3. La directive 2.3 (distinction entre l‘information et les appréciations) prévoit que les journalistes veillent à rendre perceptible pour le public la distinction entre l’information proprement dite – soit l’énoncé des faits – et les appréciations relevant du commentaire ou de la critique. Le Conseil de la presse constate que le plaignant n’explique pas en quoi ni où dans l’article il a identifié un avis personnel de la journaliste, et n’apporte pas non plus de démonstration d’opinions présentées comme des faits. Les passages critiqués par le plaignant sont basées sur les données rassemblées par la journaliste ainsi que sur les entretiens dont des extraits figurent dans l’article. Le fait que des efforts soient fournis en faveur de l’égalité dans une partie des organisations concernées n’est pas remis en question par l’article, qui rend compte de leurs activités, notamment de plaidoyer. La directive 2.3 (distinction entre l’information et les appréciations) n’est donc pas violée.

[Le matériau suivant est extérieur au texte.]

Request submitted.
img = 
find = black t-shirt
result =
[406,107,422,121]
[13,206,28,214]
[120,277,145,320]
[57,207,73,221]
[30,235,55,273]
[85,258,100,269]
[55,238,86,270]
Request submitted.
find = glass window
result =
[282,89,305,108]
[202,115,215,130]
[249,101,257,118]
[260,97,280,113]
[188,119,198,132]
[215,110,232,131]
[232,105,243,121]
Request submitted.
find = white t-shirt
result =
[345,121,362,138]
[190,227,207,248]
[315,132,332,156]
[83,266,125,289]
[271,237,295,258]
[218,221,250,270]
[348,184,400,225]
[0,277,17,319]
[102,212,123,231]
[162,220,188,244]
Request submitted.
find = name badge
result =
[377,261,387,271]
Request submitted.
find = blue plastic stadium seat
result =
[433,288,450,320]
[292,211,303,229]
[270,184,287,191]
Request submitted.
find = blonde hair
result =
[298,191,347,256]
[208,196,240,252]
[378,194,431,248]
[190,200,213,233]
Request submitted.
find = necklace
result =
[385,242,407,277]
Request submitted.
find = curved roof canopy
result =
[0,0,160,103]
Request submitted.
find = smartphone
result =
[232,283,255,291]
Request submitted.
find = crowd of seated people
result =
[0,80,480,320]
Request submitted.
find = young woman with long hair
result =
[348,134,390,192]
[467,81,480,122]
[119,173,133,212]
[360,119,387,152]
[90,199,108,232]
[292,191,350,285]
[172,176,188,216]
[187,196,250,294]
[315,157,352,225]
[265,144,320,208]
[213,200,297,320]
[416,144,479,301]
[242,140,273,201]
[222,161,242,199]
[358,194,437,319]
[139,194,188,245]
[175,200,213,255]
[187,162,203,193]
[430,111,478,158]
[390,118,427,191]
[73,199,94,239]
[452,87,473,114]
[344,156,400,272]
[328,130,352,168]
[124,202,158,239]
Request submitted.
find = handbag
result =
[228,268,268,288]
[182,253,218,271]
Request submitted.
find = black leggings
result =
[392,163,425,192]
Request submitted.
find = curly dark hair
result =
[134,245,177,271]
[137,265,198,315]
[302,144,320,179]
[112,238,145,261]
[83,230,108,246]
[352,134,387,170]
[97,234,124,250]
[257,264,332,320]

4. Le chiffre 7 de la «Déclaration» oblige les journalistes à ne pas porter d’accusations gratuites. La plainte l’estime violé en se référant aux passages de l’article suggérant un lien entre des positions des associations avec «certains courants antiféministes» et «certains courants masculinistes». Pour le Conseil de la presse, la journaliste est suffisamment nuancée dans sa formulation et s’appuie sur les entretiens qu’elle a eus avec des membres de ces associations, ce qui apparaît dans l’article. Le chiffre 7 (accusations gratuites) de la «Déclaration» n’est pas violé.
5. Concernant le devoir de rectification (directive 5.1), le Conseil rappelle que ce dernier ne peut porter que sur des erreurs de fait. Aucune erreur de fait n’ayant été identifiée, le chiffre 5 (rectification) n’est donc pas enfreint.
6. Les chiffres 3.0.4 et 7.0 indiqués par le plaignant ne relèvent pas de la «Déclaration», mais sont des «milestones» dans les prises de position du Conseil suisse de la presse. Elles ne sont donc pas invocables.
III. Conclusions
1. La plainte est rejetée.
2. En publiant l’article «Dans le monde actuel, on est une cible» le 11 mai 2024, «La Liberté»n’a pas violé les chiffres 1 (recherche de la vérité), 2 (distinction entre l’information et les appréciations), 4 (entretiens aux fins d’enquête), 5 (rectification) et 7 (accusations gratuites) de la «Déclaration des devoirs et des droits du/de la journaliste».